Upper primary school students’ scientific and socio-scientific thinking: a case study investigating epistemic challenges in year-six inquiry science lessons

David Ashe

PhD thesis, conferred 2015

Science education in schools has moved from the learning of scientific facts to investigating the impact that science has on students’ lives; providing students with an understanding of how they relate to, and affect, their environment. This shift is evident in many countries’ curricula (e.g. Australian National Curriculum). One example of this is the requirement for students to consider issues related to ‘sustainability’; to consider scientific facts and to consider themselves as both part of the problem and part of the solution. Socio-scientific issues are ill-structured; that is, they may have many viable alternative solutions and it can be difficult to know when a satisfactory solution has been reached. Solving socio-scientific problems involves the use of knowledge learnt in different contexts, including scientific knowledge and experiential knowledge.

This study seeks to gain a better understanding of how and when year 6 primary school students (aged 10 to 12 years) activate prior knowledge while considering sustainability issues. The study sought to vary the context in which students were set sustainability problems. Using a ‘knowledge in pieces’ theoretical framework, which attunes to changes in context, the study investigates conditions that may promote appropriate knowledge activations. Based on a case study methodology, the research employs epistemic interviewing techniques coupled with close participant observations to gain a better, more nuanced understanding of the processes involved when year-six primary school students consider issues about sustainability. The thesis reports on three empirical episodes during which different aspects of context were varied; the problem context, the knowledge context and the physical context. Data was analysed using inductive thematic analysis and the results were considered alongside existing pedagogical approaches.

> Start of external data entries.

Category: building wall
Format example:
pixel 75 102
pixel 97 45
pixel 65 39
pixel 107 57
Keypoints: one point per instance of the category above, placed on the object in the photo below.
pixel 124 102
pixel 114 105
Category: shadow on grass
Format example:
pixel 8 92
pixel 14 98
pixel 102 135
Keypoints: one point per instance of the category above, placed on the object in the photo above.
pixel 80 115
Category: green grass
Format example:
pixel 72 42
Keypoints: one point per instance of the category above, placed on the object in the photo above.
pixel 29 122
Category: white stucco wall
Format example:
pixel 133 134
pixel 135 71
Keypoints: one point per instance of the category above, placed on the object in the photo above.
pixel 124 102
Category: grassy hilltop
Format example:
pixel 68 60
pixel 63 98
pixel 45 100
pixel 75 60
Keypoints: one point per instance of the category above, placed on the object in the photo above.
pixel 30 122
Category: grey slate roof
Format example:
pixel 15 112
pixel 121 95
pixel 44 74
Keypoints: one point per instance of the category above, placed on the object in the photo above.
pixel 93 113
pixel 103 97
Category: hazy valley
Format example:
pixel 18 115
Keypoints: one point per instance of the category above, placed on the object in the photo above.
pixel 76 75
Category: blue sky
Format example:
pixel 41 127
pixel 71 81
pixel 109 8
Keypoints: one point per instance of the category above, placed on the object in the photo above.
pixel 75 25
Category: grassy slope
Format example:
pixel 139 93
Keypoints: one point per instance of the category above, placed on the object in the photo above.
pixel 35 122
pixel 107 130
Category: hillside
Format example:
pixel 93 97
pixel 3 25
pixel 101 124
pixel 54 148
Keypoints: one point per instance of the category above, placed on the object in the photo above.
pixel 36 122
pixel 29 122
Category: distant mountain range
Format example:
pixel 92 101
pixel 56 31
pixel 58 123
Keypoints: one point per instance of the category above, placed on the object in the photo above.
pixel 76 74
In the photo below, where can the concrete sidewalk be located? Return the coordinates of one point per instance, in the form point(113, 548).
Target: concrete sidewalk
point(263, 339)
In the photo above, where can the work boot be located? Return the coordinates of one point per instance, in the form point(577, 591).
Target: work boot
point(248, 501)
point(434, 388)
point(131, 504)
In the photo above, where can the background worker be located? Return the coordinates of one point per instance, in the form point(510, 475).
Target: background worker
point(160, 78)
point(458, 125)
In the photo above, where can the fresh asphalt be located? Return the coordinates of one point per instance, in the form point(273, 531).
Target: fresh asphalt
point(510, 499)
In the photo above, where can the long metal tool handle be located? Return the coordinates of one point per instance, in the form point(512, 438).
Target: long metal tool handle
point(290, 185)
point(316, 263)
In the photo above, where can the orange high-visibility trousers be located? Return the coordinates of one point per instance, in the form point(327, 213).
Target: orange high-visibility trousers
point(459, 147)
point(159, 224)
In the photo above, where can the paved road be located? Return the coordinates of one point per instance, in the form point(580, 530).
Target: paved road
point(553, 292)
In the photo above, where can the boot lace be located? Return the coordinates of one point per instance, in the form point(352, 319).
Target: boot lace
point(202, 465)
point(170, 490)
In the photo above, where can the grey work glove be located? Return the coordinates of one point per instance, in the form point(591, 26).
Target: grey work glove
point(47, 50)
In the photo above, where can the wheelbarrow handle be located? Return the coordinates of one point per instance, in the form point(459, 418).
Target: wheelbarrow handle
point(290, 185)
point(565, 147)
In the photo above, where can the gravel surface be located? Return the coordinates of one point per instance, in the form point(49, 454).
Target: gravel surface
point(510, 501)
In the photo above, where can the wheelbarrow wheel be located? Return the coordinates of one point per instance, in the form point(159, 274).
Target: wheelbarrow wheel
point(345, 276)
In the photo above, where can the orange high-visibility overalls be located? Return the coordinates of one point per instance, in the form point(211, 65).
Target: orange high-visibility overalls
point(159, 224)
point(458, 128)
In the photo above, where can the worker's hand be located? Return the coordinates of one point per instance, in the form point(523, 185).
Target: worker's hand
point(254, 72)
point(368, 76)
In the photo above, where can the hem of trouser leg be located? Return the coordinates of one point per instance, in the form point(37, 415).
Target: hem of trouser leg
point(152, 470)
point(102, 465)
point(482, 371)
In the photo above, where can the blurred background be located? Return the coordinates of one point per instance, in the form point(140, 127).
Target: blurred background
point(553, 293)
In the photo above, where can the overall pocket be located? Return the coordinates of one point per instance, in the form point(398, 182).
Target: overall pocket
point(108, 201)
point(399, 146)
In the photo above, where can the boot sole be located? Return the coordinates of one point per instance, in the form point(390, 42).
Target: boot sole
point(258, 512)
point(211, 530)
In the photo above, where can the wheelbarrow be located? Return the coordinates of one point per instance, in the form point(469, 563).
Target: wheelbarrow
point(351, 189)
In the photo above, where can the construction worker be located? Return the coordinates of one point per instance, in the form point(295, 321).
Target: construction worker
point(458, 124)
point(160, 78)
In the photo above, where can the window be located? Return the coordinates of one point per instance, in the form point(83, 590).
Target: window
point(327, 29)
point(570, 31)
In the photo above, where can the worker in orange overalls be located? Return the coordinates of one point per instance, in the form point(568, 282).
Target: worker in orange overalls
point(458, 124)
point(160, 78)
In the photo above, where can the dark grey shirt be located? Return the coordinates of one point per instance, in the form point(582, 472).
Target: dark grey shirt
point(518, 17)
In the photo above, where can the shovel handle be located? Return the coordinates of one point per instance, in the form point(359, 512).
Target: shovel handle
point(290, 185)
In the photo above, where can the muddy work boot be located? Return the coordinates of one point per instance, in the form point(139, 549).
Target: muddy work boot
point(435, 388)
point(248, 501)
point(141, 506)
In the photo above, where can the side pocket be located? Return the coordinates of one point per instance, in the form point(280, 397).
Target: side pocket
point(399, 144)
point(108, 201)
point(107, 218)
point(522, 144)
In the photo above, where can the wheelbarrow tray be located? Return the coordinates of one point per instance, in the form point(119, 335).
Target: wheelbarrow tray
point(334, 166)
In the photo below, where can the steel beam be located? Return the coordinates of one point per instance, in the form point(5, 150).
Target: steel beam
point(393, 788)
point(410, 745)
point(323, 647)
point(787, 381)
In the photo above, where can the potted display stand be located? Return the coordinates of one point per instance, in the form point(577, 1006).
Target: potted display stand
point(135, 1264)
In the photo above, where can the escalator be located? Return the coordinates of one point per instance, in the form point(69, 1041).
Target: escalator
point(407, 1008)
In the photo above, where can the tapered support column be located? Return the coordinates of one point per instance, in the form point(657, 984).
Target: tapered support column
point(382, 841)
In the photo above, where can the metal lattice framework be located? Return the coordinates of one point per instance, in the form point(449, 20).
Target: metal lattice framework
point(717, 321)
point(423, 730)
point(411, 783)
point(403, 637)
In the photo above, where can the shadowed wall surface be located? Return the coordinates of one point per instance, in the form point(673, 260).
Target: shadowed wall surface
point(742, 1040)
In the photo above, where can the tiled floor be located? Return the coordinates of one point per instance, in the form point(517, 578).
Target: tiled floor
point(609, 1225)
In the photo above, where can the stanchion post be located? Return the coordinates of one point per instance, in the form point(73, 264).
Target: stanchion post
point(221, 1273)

The results showed that the variation of all three contextual elements led to variations in the manner in which the students solved the sustainability problems. It was observed that epistemic prompts helped the participants to make progress towards viable solutions. These epistemic prompts came from the facilitator of learning, from other students, and from the activities in which the students were engaged. When embarking on a learning program that involves socio-scientific issues, facilitators of learning can benefit from recognising that the nature of these issues will require students to integrate both taught knowledge and everyday experiences. Students may activate conflicting knowledge resources that lead to confusing results. It is at these points that epistemic challenges (challenging the students to consider their knowledge and to justify that knowledge) can prove beneficial in helping the students sort out their own solutions to these complex issues.